Earlier that day at recess I sat alone against the big willow tree facing the road pulling my knees tightly into my chest. My eyes watering with memories of my  mother who was my best friend, everyday when the girls from school bullied me I sat at the same willow and would ring my mother, just hearing her voice would soothe the pain of my broken heart.

I removed the glass from my throat only cutting it slightly; Realising nothing is going to bring you back. I dragged myself towards the window, picturing my mother dancing as the hem of her dress gently kissed the grass, rain pouring down on her, she’s laughing and turns up her hands.  

I remember the day the popular girls pretended to be my friend, wanting me to go to their dress up and makeover party. Pfft, wasn’t I desperate to trust them! I was the first one up. I got onto the stool and they began cutting at my hair. At first I jumped. “What are you doing” I asked

“Just relax we’ll look after you” replied Sally the head of the group.  I sat back and closed my eyes. Trusting what she said, I was desperate to belong. The girls started laughing viciously; I spun the chair around. The girls were in front of the mirror with cheeky smirks on their faces.

I stood up and pushed through them. I remember standing there in disbelief.  They had cut my hair so short I looked like a 7 year old boy. I ran outside, and sat against the front wall. A river of tears flowing down my face. I rang mum.  I couldn’t even talk properly, I was stuttering. I asked her to come and pick me up, she was on a date with a guy at the time, but she dropped all that for me. I remember on the way home she said the thing that I remember to this day. Griping my arm tightly, she said,

“No matter what anyone thinks, no matter what anyone does; no matter if you’re a 100 miles away, you will always be my little angel”.

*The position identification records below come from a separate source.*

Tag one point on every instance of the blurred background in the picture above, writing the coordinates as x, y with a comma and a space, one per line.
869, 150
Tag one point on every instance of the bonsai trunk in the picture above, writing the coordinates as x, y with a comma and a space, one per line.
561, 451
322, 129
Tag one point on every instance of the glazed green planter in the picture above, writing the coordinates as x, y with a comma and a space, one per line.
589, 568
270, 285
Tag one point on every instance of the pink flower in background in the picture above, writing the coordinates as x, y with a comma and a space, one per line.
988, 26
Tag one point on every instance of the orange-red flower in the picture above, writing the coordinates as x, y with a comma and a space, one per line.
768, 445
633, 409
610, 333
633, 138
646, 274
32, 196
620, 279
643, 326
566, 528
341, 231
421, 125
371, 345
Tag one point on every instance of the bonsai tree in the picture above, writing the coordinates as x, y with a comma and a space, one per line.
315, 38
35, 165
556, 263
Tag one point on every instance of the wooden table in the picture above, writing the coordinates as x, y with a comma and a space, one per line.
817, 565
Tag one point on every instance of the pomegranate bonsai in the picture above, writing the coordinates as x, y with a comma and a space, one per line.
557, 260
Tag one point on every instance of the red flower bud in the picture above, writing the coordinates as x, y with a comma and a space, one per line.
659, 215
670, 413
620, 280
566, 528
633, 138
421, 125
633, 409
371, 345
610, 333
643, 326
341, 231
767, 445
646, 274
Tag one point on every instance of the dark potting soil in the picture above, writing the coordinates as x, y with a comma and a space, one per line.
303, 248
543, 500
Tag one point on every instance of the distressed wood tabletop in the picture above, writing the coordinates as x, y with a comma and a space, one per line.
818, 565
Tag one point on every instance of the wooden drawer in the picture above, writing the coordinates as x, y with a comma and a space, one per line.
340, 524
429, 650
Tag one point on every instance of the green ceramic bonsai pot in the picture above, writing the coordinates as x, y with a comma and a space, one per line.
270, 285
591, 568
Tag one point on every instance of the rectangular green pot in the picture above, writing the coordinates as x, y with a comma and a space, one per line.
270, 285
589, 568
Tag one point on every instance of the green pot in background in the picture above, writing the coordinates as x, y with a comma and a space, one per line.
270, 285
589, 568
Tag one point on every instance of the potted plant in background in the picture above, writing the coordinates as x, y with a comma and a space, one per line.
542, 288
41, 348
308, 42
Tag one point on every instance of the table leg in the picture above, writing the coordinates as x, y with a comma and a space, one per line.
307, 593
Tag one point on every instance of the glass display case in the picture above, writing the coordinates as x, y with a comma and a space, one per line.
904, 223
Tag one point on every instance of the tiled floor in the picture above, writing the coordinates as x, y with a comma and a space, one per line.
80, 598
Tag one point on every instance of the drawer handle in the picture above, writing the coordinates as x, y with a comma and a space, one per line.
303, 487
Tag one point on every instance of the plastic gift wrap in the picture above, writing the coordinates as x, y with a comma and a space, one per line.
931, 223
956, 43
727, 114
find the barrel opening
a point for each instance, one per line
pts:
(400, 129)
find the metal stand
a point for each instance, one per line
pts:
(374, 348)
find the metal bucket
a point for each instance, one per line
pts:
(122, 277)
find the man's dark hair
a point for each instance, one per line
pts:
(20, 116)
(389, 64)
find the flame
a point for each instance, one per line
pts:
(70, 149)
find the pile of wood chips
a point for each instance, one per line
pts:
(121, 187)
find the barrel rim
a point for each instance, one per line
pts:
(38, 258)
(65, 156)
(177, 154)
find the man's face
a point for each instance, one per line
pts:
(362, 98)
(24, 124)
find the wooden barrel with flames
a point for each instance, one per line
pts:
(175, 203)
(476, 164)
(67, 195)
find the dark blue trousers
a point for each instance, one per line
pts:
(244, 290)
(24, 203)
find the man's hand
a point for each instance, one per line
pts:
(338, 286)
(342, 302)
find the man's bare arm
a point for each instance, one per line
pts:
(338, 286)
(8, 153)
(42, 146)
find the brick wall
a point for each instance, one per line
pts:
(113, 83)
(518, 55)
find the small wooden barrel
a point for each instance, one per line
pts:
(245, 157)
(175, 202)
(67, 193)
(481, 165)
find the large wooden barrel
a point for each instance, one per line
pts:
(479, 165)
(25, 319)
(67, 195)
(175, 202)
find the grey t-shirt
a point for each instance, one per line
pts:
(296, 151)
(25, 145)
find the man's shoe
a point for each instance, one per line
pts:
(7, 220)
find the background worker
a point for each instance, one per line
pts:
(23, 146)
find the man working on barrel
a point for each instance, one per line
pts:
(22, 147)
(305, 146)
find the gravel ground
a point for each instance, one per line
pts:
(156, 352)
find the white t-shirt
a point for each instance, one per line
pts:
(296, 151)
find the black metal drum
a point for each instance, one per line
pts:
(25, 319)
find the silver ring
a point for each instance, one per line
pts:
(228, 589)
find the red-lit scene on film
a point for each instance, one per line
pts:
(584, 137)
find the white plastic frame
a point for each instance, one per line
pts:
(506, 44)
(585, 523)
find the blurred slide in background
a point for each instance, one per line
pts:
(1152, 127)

I was only 6 when I started to be bullied; I was always “different” to the other girls. I tried to fit in but nothing I did worked. My mum was the only one who cared. I hate feeling like this, so tired of trying to fight it. When I’m asleep all I dream of is waking up and seeing you again. Why did God take you so early?  I needed you more than him! Your existence, your presence is what I miss; you’re caring loving way to make all things magically better.

The more I grow up the more I am able to let go of the pain and remember the good times, there were many.  I’m almost there, it hurts to say; but I’m finally realising your gone, its time to let go of this terrible pain!

I miss you.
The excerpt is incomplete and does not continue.